At a very minimum, you'd imagine a sum of this magnitude would ensure our housing crisis was a thing of the past.
Or that the shocking sight of senior citizens being forced to endure days and nights on trolleys in Accident & Emergency departments across the country, might be consigned to history.
But it seems we don't need the money.
That at least is one of the conclusions that could be drawn from the newly-published Congress Briefing False Economy: The Growth of Bogus Self-Employment in the Construction Industry.
While many are aware that 'bogus self-employment' has been a growing problem in the industry over recent years, there have been few attempts to both measure its extent and, critically, estimate the likely loss to the State and the taxpayer.
Bogus self-employment is nothing more than the deliberate misclassification of construction workers as self-employed, rather than as direct labour, in order to ensure major contractors save money on social insurance payments.
It can also open the door to possible fraud, allowing a contractor to quote a price based on employing direct labour – which includes social insurance, pension contributions and holiday pay - while the workforce in question is comprised mainly of bogus self-employed workers (who rarely have any choice in the matter).
In that case, there is a substantial differential between the two prices, which provides a very large incentive for fraud.
Given the significant investment programme currently underway in relation to school building, for example, this should be a clear cause for concern at the highest levels of government and officialdom.
Whenever we have raised the matter with the relevant authorities, we have been repeatedly reassured that all is well.
But on the basis of what has been uncovered by the Congress report, a very simple question arises: how can they tell?
In 2007 unions, employers and Revenue agreed a Code of Practice designed to tackle this problem.
Since then self-employment in construction has virtually doubled.

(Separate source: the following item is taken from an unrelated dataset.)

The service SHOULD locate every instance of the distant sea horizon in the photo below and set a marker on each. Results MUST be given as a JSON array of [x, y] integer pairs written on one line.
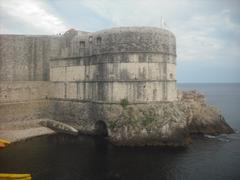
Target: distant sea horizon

Based on information supplied via responses to parliamentary question, there is anything between 30,000-40,000 subcontractors operating in the sector.
Officials estimate that some 81% of that number are sole traders. Even taking a figure at the lower end of the scale, that could equate to some 27,600 individual workers who all happen to be self-employed.
It doesn't add up.
But what do add up are the losses that the taxpayer and the state are shouldering every year.
Every single bogus-self-employed worker costs us €2886 in lost PRSI per annum. If the 27,600 self-employed are all bogus – which is very possible – then that equates to a loss of €80 million a year.
That adds up to almost €640 million lost since 2007, when the Code of Practice was first drawn up to stop this happening.
But that Code has not been honoured.
Meanwhile checks and risk control measures operated by Revenue were lost in 2012, when they moved the registration system online.
Under the current system, you must opt out of 'self-employment', even if that may mean the loss of work.
Under the old system, workers had to opt-in to self-employment and were warned of the consequences of doing so: loss of holiday pay, pension rights, social insurance cover, of labour law protections.
That is no longer the case.
Under the current system, the power to designate workers as 'self-employed' rests with the main contractor – despite that fact that he/she can gain significantly from doing so.
That doesn't add up either.
Rogue employers benefit and good employers are put under pressure. Workers are reduced to the status of day labourers and the industry sees an erosion of standards.
Ultimately, responsibility rests with our politicians and policymakers who appear disinclined to ensure that labour standards in construction are upheld, good jobs supported and public contracts are not a vehicle for fraud.
And that's not to mention the small matter of the €640 million.